Bung Hatta bukan orang yang kaya,
gajinya sebagai Wakil Presiden selalu habis digunakan untuk membeli buku, dia
juga tidak pernah mengambil yang bukan miliknya, sebagai mana pada saat itu,
beliau menyuruh asistennya mengembalikan dana taktis Wakil Presiden sebesar Rp
25 ribu. Padahal dana ini jika tidak dikembalikan pun tidak menjadi masalah,
karena dana taktis itu tidak memerlukan pertanggungjawaban, tetapi Bung Hatta
tidak mau menerima dana itu dan memilih untuk jujur dan menjaga kehormatan.
Kisah
selanjutnya adalah kesederhanaan sebagai seorang Wakil Presiden Pertama
Indonesia adalah di tunjukkan ketika beliau ingin melakukan ibadah Haji ke tanah
suci bersama istri dan dua saudarinya, beliau tidak ingin menggunakan fasilitas
negara, yang pada saat itu Bung Karno
sudah menawari untuk menggunakan pesawat terbang yang difasilitasi dari negara,
tetapi Bung Hatta menolaknya, karena beliau ingin melaksanakan ibadah Haji
seperti halnya rakyat biasa, hasil gaji sebagai Wakil Presiden dan honorarium
penerbitan beberapa bukunya kemudian ditabung.
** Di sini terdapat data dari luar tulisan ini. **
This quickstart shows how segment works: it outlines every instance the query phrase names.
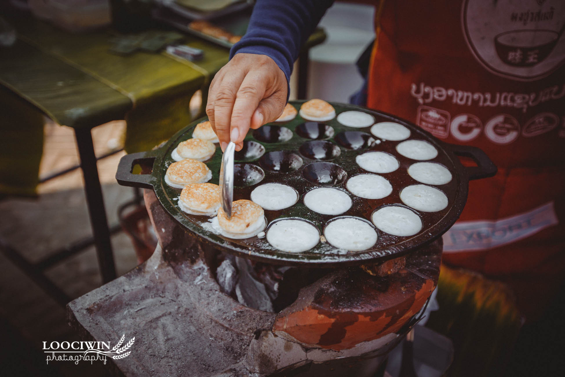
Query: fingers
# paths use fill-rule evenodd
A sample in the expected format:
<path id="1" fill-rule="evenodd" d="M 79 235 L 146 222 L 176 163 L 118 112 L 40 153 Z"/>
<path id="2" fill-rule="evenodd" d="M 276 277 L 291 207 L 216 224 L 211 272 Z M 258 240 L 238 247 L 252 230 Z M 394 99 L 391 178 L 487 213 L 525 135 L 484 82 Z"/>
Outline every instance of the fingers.
<path id="1" fill-rule="evenodd" d="M 263 98 L 257 105 L 257 109 L 253 114 L 251 128 L 255 129 L 265 123 L 276 120 L 282 113 L 286 104 L 286 90 L 278 90 Z"/>
<path id="2" fill-rule="evenodd" d="M 216 75 L 206 105 L 222 150 L 231 140 L 240 150 L 250 127 L 276 120 L 286 103 L 284 73 L 268 57 L 237 54 Z"/>
<path id="3" fill-rule="evenodd" d="M 219 72 L 220 73 L 220 72 Z M 215 79 L 211 85 L 206 105 L 206 114 L 216 131 L 222 150 L 229 141 L 230 119 L 237 89 L 245 76 L 241 70 L 231 70 L 229 75 Z"/>

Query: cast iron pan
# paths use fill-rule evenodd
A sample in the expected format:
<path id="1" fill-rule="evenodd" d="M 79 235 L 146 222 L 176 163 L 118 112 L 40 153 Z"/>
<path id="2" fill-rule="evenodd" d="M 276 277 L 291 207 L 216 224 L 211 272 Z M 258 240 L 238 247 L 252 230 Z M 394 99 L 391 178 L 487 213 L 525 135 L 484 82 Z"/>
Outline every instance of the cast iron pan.
<path id="1" fill-rule="evenodd" d="M 298 109 L 302 102 L 292 103 Z M 218 249 L 267 263 L 329 267 L 383 261 L 401 256 L 433 241 L 445 232 L 460 214 L 467 200 L 469 180 L 492 176 L 496 173 L 496 167 L 479 148 L 444 143 L 419 127 L 389 114 L 349 105 L 332 105 L 336 115 L 345 111 L 358 110 L 373 115 L 375 122 L 392 121 L 403 124 L 411 132 L 407 140 L 425 140 L 437 149 L 437 157 L 429 161 L 442 164 L 451 173 L 450 182 L 434 186 L 445 193 L 449 204 L 438 212 L 416 211 L 423 224 L 418 233 L 400 237 L 376 229 L 377 242 L 366 250 L 345 253 L 327 242 L 320 242 L 314 249 L 301 253 L 275 249 L 265 237 L 232 240 L 215 234 L 210 230 L 209 218 L 189 215 L 180 210 L 177 198 L 181 190 L 169 187 L 164 179 L 167 167 L 174 162 L 171 153 L 180 142 L 190 138 L 194 127 L 206 118 L 181 129 L 157 149 L 122 157 L 116 179 L 124 186 L 154 189 L 161 204 L 171 216 L 201 241 L 211 244 Z M 277 219 L 299 218 L 311 222 L 323 233 L 328 222 L 336 217 L 353 216 L 370 223 L 371 214 L 377 209 L 393 203 L 403 206 L 399 197 L 402 188 L 411 184 L 421 184 L 407 171 L 408 166 L 418 161 L 404 157 L 396 151 L 396 145 L 402 141 L 383 141 L 371 146 L 368 145 L 371 139 L 377 138 L 370 134 L 370 126 L 353 128 L 340 124 L 336 118 L 323 123 L 306 122 L 308 121 L 297 115 L 287 122 L 270 123 L 257 130 L 250 130 L 245 137 L 244 149 L 236 153 L 234 200 L 249 199 L 255 187 L 270 182 L 292 186 L 299 194 L 298 201 L 289 208 L 266 210 L 268 224 Z M 289 137 L 290 138 L 286 140 Z M 392 193 L 383 199 L 355 197 L 345 188 L 347 178 L 367 172 L 357 165 L 355 158 L 371 150 L 390 153 L 400 163 L 400 167 L 396 171 L 380 174 L 393 186 Z M 477 166 L 464 167 L 458 156 L 470 157 Z M 221 157 L 221 151 L 218 147 L 214 155 L 205 162 L 213 174 L 210 181 L 212 183 L 218 183 Z M 150 174 L 132 174 L 137 164 L 149 167 Z M 304 205 L 302 199 L 308 191 L 321 187 L 335 187 L 348 192 L 353 200 L 353 206 L 347 212 L 337 216 L 321 215 L 311 211 Z"/>

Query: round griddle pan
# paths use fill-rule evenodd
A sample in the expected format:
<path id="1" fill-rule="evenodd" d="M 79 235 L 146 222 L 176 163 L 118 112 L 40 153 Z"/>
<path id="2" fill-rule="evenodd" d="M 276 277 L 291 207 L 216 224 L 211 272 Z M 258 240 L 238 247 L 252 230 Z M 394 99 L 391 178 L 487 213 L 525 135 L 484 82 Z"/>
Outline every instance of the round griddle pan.
<path id="1" fill-rule="evenodd" d="M 298 110 L 303 102 L 293 101 L 291 103 Z M 161 204 L 173 218 L 201 242 L 210 244 L 218 250 L 270 263 L 331 267 L 396 258 L 434 240 L 459 218 L 467 200 L 469 180 L 492 176 L 496 173 L 496 167 L 479 148 L 443 142 L 415 125 L 384 112 L 342 103 L 332 105 L 335 108 L 336 115 L 345 111 L 357 110 L 371 114 L 376 123 L 400 123 L 411 131 L 408 140 L 425 140 L 437 149 L 437 157 L 429 161 L 446 167 L 453 179 L 447 184 L 433 187 L 445 193 L 449 204 L 445 209 L 437 212 L 415 211 L 423 224 L 419 233 L 400 237 L 376 229 L 377 242 L 368 250 L 345 252 L 328 242 L 320 242 L 314 249 L 299 253 L 277 250 L 264 237 L 233 240 L 215 234 L 210 226 L 209 218 L 181 211 L 177 204 L 181 190 L 169 187 L 164 181 L 167 168 L 174 162 L 171 157 L 171 152 L 180 142 L 190 138 L 196 124 L 206 118 L 193 122 L 154 150 L 122 157 L 116 179 L 124 186 L 154 190 Z M 267 223 L 285 218 L 303 219 L 317 227 L 320 234 L 323 234 L 324 227 L 333 218 L 353 216 L 370 223 L 371 214 L 377 209 L 391 204 L 404 206 L 399 197 L 400 191 L 409 185 L 421 184 L 410 176 L 407 171 L 408 166 L 418 161 L 404 157 L 397 152 L 396 145 L 401 141 L 383 141 L 379 143 L 377 138 L 371 135 L 370 128 L 370 126 L 363 128 L 348 127 L 339 123 L 336 118 L 319 123 L 310 122 L 297 115 L 286 122 L 269 123 L 257 130 L 250 130 L 245 137 L 244 149 L 236 153 L 233 200 L 250 199 L 251 192 L 259 184 L 276 182 L 289 185 L 298 192 L 298 201 L 284 210 L 266 210 Z M 347 179 L 368 172 L 357 165 L 355 158 L 371 150 L 390 153 L 400 163 L 396 171 L 380 174 L 393 186 L 392 193 L 383 199 L 355 197 L 345 188 Z M 477 166 L 464 167 L 458 156 L 470 157 Z M 205 162 L 213 174 L 210 183 L 218 184 L 221 159 L 221 150 L 218 147 L 214 155 Z M 145 167 L 144 171 L 148 174 L 132 174 L 132 169 L 136 164 Z M 304 195 L 313 188 L 323 187 L 335 187 L 348 192 L 353 200 L 351 209 L 337 216 L 321 215 L 309 210 L 302 202 Z"/>

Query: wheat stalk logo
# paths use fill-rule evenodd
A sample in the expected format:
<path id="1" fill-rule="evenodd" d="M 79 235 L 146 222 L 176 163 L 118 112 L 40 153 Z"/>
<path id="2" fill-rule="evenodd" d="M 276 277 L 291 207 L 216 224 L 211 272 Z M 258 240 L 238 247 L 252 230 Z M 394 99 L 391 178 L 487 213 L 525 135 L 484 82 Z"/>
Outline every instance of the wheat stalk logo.
<path id="1" fill-rule="evenodd" d="M 116 345 L 109 351 L 102 351 L 99 349 L 96 349 L 95 348 L 90 348 L 87 349 L 84 352 L 85 354 L 89 352 L 95 352 L 97 353 L 106 355 L 106 356 L 110 356 L 115 360 L 119 360 L 120 359 L 123 359 L 129 356 L 129 354 L 132 353 L 131 351 L 128 351 L 132 345 L 133 345 L 133 343 L 136 341 L 136 337 L 132 337 L 129 340 L 125 345 L 122 346 L 121 345 L 124 344 L 124 341 L 125 340 L 125 334 L 123 334 L 121 337 L 120 338 L 120 340 L 116 343 Z M 126 352 L 126 351 L 128 351 Z"/>

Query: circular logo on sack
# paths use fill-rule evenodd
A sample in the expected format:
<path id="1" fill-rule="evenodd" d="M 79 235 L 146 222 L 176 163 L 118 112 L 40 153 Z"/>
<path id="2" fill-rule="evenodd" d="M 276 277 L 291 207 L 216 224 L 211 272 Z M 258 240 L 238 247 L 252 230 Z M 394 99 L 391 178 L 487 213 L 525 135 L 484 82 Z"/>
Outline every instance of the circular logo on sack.
<path id="1" fill-rule="evenodd" d="M 565 62 L 563 0 L 466 0 L 461 13 L 469 48 L 499 76 L 531 81 Z"/>
<path id="2" fill-rule="evenodd" d="M 557 127 L 559 117 L 551 112 L 538 114 L 528 121 L 522 130 L 522 135 L 526 137 L 537 136 L 549 132 Z"/>
<path id="3" fill-rule="evenodd" d="M 483 123 L 473 114 L 462 114 L 453 118 L 450 129 L 451 135 L 459 141 L 471 141 L 481 133 Z"/>
<path id="4" fill-rule="evenodd" d="M 493 142 L 502 145 L 510 144 L 520 135 L 520 125 L 514 116 L 498 114 L 485 124 L 485 135 Z"/>

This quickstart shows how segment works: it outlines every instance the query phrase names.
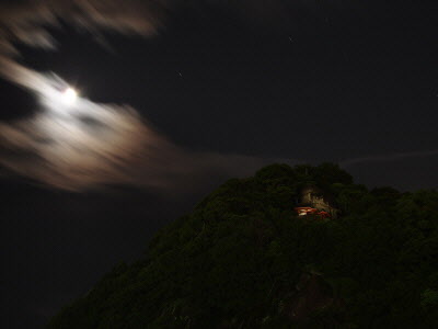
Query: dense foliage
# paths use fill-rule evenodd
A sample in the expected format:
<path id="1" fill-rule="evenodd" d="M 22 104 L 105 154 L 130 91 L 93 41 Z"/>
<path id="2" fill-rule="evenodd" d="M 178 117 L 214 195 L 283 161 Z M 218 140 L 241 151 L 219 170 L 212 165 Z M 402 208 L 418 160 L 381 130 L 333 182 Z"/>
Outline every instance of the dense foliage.
<path id="1" fill-rule="evenodd" d="M 333 196 L 339 218 L 295 214 L 307 184 Z M 303 275 L 318 276 L 313 288 L 300 290 Z M 368 191 L 323 163 L 229 180 L 48 328 L 437 326 L 438 193 Z"/>

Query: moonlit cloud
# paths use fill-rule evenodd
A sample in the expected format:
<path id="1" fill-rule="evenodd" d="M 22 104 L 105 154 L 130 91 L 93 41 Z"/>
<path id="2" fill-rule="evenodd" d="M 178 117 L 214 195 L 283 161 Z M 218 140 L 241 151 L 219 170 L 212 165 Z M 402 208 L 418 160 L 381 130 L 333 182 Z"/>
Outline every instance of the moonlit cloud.
<path id="1" fill-rule="evenodd" d="M 153 5 L 151 5 L 153 3 Z M 43 29 L 59 19 L 99 34 L 102 29 L 145 36 L 161 24 L 164 1 L 35 1 L 1 10 L 0 75 L 37 95 L 36 114 L 0 124 L 0 164 L 57 189 L 114 184 L 162 191 L 205 185 L 212 174 L 250 174 L 269 160 L 193 152 L 169 141 L 128 105 L 66 102 L 68 84 L 19 64 L 16 42 L 56 49 Z"/>

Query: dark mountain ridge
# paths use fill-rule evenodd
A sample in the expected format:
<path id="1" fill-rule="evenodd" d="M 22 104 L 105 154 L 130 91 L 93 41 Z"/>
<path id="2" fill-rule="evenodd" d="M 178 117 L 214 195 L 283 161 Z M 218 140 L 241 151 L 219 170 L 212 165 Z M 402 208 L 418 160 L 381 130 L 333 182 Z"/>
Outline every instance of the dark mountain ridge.
<path id="1" fill-rule="evenodd" d="M 335 219 L 298 216 L 318 186 Z M 369 191 L 336 164 L 232 179 L 161 229 L 47 328 L 429 328 L 438 193 Z"/>

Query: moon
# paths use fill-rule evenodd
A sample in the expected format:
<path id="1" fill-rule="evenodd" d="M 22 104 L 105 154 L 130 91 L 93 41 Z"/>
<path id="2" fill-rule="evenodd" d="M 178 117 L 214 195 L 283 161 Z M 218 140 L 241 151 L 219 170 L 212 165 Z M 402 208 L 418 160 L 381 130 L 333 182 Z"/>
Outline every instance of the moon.
<path id="1" fill-rule="evenodd" d="M 73 104 L 78 99 L 78 92 L 72 88 L 67 88 L 62 91 L 62 101 L 66 104 Z"/>

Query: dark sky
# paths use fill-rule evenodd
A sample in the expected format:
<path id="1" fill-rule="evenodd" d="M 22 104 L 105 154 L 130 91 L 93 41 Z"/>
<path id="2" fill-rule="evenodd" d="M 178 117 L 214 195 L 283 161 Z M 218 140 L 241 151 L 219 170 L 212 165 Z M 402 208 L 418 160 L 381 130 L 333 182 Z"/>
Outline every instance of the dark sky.
<path id="1" fill-rule="evenodd" d="M 19 61 L 93 102 L 131 105 L 184 150 L 336 161 L 370 188 L 437 188 L 437 5 L 193 3 L 170 9 L 155 36 L 108 31 L 104 46 L 64 21 L 49 30 L 57 50 L 18 44 Z M 5 79 L 0 104 L 5 124 L 41 111 Z M 0 327 L 39 328 L 229 174 L 212 171 L 200 189 L 187 175 L 184 191 L 155 193 L 3 174 Z"/>

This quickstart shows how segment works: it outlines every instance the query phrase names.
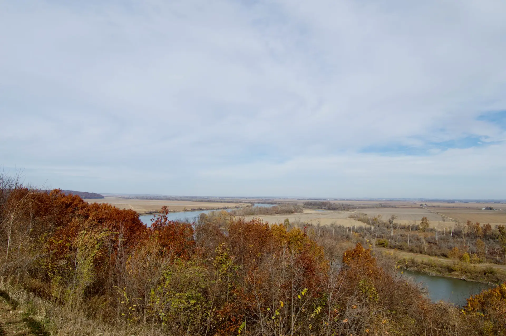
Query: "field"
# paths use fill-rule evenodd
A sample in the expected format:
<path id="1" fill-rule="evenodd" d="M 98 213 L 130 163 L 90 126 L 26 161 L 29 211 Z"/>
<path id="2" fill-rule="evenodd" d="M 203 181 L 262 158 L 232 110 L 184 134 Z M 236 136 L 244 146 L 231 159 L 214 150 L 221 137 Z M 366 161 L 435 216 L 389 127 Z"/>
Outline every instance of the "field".
<path id="1" fill-rule="evenodd" d="M 457 222 L 465 223 L 469 220 L 472 222 L 489 223 L 491 224 L 506 223 L 506 211 L 504 210 L 444 209 L 439 211 L 442 214 L 447 216 Z"/>
<path id="2" fill-rule="evenodd" d="M 468 204 L 467 203 L 455 204 L 458 206 L 452 208 L 425 208 L 415 205 L 413 202 L 396 201 L 392 202 L 389 205 L 397 207 L 372 207 L 377 204 L 377 202 L 374 203 L 371 202 L 369 204 L 371 206 L 371 208 L 350 211 L 330 211 L 306 209 L 303 213 L 269 215 L 258 217 L 269 223 L 279 223 L 282 222 L 285 218 L 288 218 L 290 222 L 300 221 L 313 224 L 320 223 L 321 225 L 334 223 L 345 226 L 352 226 L 365 225 L 362 222 L 348 218 L 350 215 L 359 212 L 366 214 L 371 217 L 380 216 L 383 220 L 387 220 L 391 216 L 394 215 L 397 217 L 395 222 L 403 225 L 413 224 L 414 222 L 419 223 L 421 218 L 425 216 L 429 220 L 431 227 L 440 229 L 451 227 L 457 222 L 465 223 L 468 219 L 473 222 L 490 223 L 492 225 L 506 223 L 506 211 L 481 210 L 475 207 L 466 208 L 463 206 Z M 367 206 L 367 203 L 357 201 L 354 205 L 364 207 Z M 246 218 L 249 219 L 252 217 L 248 216 Z"/>
<path id="3" fill-rule="evenodd" d="M 118 197 L 106 196 L 104 199 L 85 200 L 89 203 L 108 203 L 119 209 L 131 209 L 143 214 L 159 211 L 165 206 L 172 211 L 185 210 L 214 209 L 223 208 L 235 208 L 246 205 L 244 203 L 223 203 L 206 202 L 191 202 L 190 201 L 158 201 L 156 200 L 134 200 L 120 199 Z"/>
Selain melaksanakan ibadah Haji
dengan cara menabung, ada kisah yang ketika beliau masih menjabat sebagai Wakil
Presiden, yang mana kisah ini di sampaikan oleh sekretaris pribadi Bung Hatta. Iding
Wangsa Widjaja menceritakan tentang cita-cita Bung Hatta untuk membeli sepatu
Bally, Bung Hatta sangat terkesima ketika berjalan ke luar negeri melihat
deretan sepatu Bally terpampang di etalase toko. Dengan begitu mengidam-idamkan
sepatu Bally beliau guntingkan iklan sepatu Bally yang kemudian beliau simpan
di dompet, dengan harapan suatu saat nanti bisa membelinya. Namun apalah daya uang hasil gaji sebagai Wakil Presiden dan honorarium hasil penerbitan
buku yang ia tabung selalu berkurang untuk membiayai keperluan rumah tangga, membantu
saudara dan kerabatnya yang lebih membutuhkan.
Hingga sampai pada akhir
hayatnya pada tahun 1980 beliau wafat, namun cita-cita beliau untuk membeli
sepatu Bally dan memilikinya belum terwujud. Seorang sejarawan dari Universitas
Airlangga, Purnawan Basundoro. Dalam kutipannya beliau menceritakan bahwa Bung
Hatta itu ketika kunjungan keluar negeri, hanya membawa keperluan dan
perlengkapan sebanyak satu koper. Sangking sederhana Bung Hatta ketika sudah
mengundurkan diri sebagai Wakil Presiden RI dan menjadi pensiunan, Bung Hatta
yang hanya mendapat uang pensiunan sebesar Rp 3000. Jumlah tersebut terbilang
cukup sedikit, Bung Hatta pun hampir saja tidak mampu untuk membayar tagihan
listrik, langganan air minum dan membayar iuran pembangunan daerah. Bung Hatta
tidak menginginkan di makam di makam pahlawan, belia ingin dimakamkan di makam
biasa, seperti makam rakyat yang biasa.
Sebagaimana sebuah tulisan di kutip dari
buku “Bung Hatta menjawab” karangan Z Yasni “Saya ingin di kuburan rakyat
bisa. Saya adalah rakyat biasa,”kata Hatta. Sebagian diantara kisah-kisah di
atas ada beberapa yang saya jadikan motivasi dan panutan. Saya di lahirkan dari
keluarga yang serba pas-pasan dan dari kampung yang dulu sangat amat sepi karena
kanan kiri disekeliling rumah merupakan hutan belantara, daerah kami merupakan daerah yang masuk golongan 3T yang
tepatnya di kabupaten Bengkalis, Riau.
Ibu dan bapak saya hanya bisa mengenyang
pendidikan sampai sekolah dasar, Ibu pun tidak bisa tamat karena harus
membanting tulang bekerja demi membantu orang tua untuk membiayai biaya sekolah
adik-adinya, pada usia 17 tahun sudah diputuskan oleh mbah saya untuk menikah,
dan bapak yang berusia 22 tahun sudah putuskan untuk menikah dengan ibu saya,
ini semua adalah faktor ekonomi yang membelit mbah saya untuk segera
menikahkan anak-anaknya. Saya sejak
kecil diajarkan dengan kesederhanaan dan kejujuran serta tolong menolong sesama
manusia, yang menjadi pokok pondasi dari didikan orang tua kepada anak-anaknya.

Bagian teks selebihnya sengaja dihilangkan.